Non necessariamente. È vero che allora attiravamo un potente turismo di business. Ora lo sforzo è quello di ripopolare i centri. Lugano deve riscoprire una vocazione di città. In questo senso intendiamo spingere sul turismo di business e congressi, ma importanti sono anche fattori come la gastronomia e la cultura. Si è parlato di città ‘smart’.

Ecco, però se dice città ‘smart’ si pensa a una città giovane, piena di bar, di offerte accessibili. Oggi una giornata a Lugano è una spesa importante perfino per i residenti.

Ci hanno penalizzato l’euro debole e il fatto che altre destinazioni siano diventate sempre più competitive – la facilità di andare a Ibiza o alle Canarie porta via il giovane tedesco da Locarno.

Peraltro anche per gli svizzeri, con Alptransit, è sempre più facile fare ‘tutta una tirata’ verso realtà più grandi come Milano (o viceversa Zurigo). E le vicende dell’aeroporto non aiutano.

Quanto ad AlpTransit, ci ha portato meno di quanto ci aspettassimo a livello turistico, nonostante i treni pieni. È chiaro poi che un aeroporto è importante per portare i clienti business, ma non solo loro. Nel caso non si riescano a garantire i collegamenti con Lugano, bisognerebbe allora potenziare molto i trasporti con Malpensa.

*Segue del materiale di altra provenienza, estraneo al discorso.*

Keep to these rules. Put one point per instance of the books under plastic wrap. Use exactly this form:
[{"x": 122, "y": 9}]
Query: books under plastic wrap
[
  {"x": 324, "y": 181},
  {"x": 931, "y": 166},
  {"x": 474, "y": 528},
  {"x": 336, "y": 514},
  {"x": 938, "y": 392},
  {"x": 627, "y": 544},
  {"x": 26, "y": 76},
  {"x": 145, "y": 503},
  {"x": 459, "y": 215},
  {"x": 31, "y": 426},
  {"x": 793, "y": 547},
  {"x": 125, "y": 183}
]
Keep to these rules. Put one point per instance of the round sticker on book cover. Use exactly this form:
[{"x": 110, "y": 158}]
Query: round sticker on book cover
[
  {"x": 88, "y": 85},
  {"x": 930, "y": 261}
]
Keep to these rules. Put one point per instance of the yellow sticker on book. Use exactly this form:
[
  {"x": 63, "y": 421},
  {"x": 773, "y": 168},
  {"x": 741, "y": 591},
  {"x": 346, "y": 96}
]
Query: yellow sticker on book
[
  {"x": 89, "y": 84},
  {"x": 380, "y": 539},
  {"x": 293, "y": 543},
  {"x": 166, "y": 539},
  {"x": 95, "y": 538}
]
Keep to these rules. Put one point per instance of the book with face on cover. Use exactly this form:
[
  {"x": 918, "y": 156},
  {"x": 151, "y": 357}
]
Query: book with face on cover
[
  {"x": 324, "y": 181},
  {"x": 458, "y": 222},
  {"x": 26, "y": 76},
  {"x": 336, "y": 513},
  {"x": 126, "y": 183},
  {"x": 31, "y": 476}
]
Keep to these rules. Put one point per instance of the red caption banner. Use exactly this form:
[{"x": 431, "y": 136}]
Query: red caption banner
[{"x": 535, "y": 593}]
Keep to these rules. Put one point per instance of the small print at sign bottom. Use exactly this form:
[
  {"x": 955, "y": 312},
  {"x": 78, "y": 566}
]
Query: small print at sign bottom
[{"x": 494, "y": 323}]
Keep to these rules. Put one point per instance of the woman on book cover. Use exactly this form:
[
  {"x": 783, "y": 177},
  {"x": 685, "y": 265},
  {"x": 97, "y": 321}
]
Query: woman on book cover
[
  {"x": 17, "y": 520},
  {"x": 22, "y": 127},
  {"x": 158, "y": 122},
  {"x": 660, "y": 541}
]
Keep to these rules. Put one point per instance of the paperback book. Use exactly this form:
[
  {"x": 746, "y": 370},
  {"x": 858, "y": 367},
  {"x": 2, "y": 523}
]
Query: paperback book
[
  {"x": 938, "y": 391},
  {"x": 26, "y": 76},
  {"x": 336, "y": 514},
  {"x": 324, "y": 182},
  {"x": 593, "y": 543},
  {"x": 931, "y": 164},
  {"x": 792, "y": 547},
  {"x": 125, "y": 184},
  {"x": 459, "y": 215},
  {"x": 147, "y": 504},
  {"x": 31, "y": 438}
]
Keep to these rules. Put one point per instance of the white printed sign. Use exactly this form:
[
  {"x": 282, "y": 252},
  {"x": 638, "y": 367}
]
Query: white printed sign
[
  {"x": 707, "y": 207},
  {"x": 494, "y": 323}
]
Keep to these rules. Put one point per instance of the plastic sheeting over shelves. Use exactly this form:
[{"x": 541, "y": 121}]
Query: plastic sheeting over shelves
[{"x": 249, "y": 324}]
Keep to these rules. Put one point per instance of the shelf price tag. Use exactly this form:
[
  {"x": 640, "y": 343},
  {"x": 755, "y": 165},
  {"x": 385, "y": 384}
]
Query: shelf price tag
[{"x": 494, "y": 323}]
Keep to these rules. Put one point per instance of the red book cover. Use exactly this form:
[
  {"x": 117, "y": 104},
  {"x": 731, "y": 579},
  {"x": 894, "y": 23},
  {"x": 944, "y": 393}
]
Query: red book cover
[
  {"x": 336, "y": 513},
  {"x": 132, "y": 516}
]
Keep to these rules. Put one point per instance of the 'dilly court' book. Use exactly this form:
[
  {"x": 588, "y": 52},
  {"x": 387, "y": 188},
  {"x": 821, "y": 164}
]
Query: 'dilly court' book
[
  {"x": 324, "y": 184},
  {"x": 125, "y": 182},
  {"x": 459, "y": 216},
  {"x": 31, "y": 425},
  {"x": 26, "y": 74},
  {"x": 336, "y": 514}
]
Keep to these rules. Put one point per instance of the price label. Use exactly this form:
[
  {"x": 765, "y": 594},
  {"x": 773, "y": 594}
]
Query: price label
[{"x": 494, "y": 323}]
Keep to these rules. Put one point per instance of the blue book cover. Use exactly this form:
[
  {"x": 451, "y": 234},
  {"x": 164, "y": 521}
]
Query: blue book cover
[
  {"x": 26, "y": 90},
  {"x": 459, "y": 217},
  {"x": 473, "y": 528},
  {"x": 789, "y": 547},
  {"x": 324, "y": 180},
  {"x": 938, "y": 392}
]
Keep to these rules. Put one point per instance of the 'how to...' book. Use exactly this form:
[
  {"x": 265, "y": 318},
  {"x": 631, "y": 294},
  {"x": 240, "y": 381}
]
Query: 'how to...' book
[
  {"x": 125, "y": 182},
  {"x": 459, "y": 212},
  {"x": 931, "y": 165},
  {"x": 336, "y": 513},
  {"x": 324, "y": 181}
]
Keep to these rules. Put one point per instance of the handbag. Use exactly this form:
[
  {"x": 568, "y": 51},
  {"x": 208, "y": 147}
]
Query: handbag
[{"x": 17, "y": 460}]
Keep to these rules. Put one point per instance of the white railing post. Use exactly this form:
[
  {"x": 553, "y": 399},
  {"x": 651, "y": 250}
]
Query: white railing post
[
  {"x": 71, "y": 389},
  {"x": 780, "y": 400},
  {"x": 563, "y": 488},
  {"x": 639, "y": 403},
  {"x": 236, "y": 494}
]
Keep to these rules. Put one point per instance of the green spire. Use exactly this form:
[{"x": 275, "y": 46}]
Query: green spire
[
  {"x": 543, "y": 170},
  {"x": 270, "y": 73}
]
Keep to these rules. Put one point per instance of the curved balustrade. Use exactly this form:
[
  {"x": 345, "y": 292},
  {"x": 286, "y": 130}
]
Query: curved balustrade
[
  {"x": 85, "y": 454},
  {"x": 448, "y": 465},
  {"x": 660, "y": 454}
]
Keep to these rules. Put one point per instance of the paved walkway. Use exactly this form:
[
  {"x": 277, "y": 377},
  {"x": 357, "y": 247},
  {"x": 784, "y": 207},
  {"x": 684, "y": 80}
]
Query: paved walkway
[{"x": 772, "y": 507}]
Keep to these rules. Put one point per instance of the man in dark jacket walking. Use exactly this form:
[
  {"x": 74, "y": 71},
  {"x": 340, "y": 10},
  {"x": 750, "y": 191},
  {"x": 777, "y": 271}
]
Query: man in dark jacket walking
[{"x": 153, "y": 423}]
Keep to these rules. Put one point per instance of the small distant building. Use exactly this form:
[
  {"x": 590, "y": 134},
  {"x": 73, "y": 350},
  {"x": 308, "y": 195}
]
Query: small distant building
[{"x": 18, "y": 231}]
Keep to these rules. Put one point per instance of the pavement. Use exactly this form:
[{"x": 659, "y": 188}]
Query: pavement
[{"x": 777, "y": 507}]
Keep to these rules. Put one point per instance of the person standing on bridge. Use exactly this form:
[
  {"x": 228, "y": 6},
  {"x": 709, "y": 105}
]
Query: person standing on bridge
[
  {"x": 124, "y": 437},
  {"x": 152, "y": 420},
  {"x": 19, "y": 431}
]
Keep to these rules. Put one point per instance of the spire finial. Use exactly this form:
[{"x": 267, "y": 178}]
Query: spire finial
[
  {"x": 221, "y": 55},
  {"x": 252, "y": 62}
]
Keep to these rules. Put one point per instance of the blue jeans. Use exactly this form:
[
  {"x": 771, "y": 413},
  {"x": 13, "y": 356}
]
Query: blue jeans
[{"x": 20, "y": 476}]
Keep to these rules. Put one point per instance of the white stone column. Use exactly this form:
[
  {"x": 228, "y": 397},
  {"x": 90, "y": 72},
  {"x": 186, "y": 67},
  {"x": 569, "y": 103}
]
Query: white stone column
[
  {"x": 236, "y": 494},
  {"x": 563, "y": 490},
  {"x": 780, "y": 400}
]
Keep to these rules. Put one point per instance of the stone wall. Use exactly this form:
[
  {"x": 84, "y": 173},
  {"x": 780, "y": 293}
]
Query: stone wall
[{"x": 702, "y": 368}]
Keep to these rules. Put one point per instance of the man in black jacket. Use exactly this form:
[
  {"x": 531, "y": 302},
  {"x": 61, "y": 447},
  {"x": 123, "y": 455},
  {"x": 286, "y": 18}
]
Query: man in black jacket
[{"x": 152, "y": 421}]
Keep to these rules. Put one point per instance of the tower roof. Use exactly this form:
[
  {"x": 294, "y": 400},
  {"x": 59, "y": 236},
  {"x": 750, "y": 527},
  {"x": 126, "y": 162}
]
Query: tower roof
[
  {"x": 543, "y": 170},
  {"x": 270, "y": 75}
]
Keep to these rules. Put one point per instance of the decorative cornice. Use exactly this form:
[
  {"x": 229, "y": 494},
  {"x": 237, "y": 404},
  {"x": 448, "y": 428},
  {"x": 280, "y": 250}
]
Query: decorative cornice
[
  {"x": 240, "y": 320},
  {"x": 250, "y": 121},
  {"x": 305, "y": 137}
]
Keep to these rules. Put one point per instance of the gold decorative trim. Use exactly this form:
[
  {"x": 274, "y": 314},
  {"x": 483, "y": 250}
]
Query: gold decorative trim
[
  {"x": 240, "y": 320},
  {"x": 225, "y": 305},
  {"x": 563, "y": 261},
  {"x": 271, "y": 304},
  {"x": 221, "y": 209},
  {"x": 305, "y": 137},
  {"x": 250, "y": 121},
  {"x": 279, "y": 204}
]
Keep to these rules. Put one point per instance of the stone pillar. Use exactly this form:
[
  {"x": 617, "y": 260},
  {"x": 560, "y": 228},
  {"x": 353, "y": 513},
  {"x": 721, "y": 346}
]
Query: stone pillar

App come Airbnb – che permettono di trovare alloggio in case private – potrebbero promuovere accessibilità e competitività?

È un fenomeno che va regolamentato, per assicurarci ad esempio che si versino le tasse di soggiorno. Dopodiché queste soluzioni possono anche introdurre più competitività. Fondamentale è che si tratti di una competizione equa, per un giusto rapporto qualità/prezzo.

Il turismo è un settore dalla molta manodopera, e per essere competitivo pur con margini sempre più ridotti impiega molti frontalieri. È un modello sostenibile per il futuro?

Occorre studiare modelli equilibrati. Per esempio con soluzioni contrattuali che permettano residenze stagionali, prendendo domicilio in regioni svizzere diverse a seconda della stagione, come si sta facendo nei Grigioni. Su questo si dovrebbe costruire di più.

Cosa ‘invidia’ agli altri cantoni?

Alcuni hanno la fortuna di avere attrattive che si vendono da sole, come il Matterhorn e St. Moritz. Poi ci sono modelli di successo specifici, ad esempio quelli di Ginevra e Lucerna per quanto riguarda il turismo dei congressi e del business. Un settore da potenziare, come anche quello delle mountain bike, che richiede migliori mappature e più promozione.

Oggi si parla molto anche di ecosostenibilità. È solo una moda?

Di certo il fatto che se ne parli molto rende necessario anche per noi proporre soluzioni in questo senso. Ma si tratta di un interesse più ampio e pragmatico: il turismo sostenibile contribuisce a preservare il territorio, che è anche il nostro patrimonio principale.

In futuro si paventa l’istituzione di un ‘sustainability manager’.

Il manager per la sostenibilità può anzitutto studiare le soluzioni esistenti, misurare le emissioni di albergatori, ristoratori, traffico. E di conseguenza elaborare modelli turistici attenti all’ambiente.

State investendo anche sugli strumenti digitali. In che modo?

Anzitutto con DESy (‘Digital Destination Evolution System’, ndr), la piattaforma digitale che ci permette di raccogliere e analizzare sempre più informazioni sui flussi turistici. Voglio lavorare per misurare sempre di più il ritorno generato dai nostri investimenti, ed elaborare soluzioni mirate.

Poi ci sono i famosi influencer che possono fare la (s)fortuna di un territorio sui social, come fu nel caso delle ‘Maldive’ verzaschesi…

Anche in questo caso, parte del budget serve a promuovere la loro attività. Ma anche qui mi interessa poi misurarne meglio gli effetti, che cosa portino effettivamente, per generare un tipo di turismo che risponda ai nostri interessi.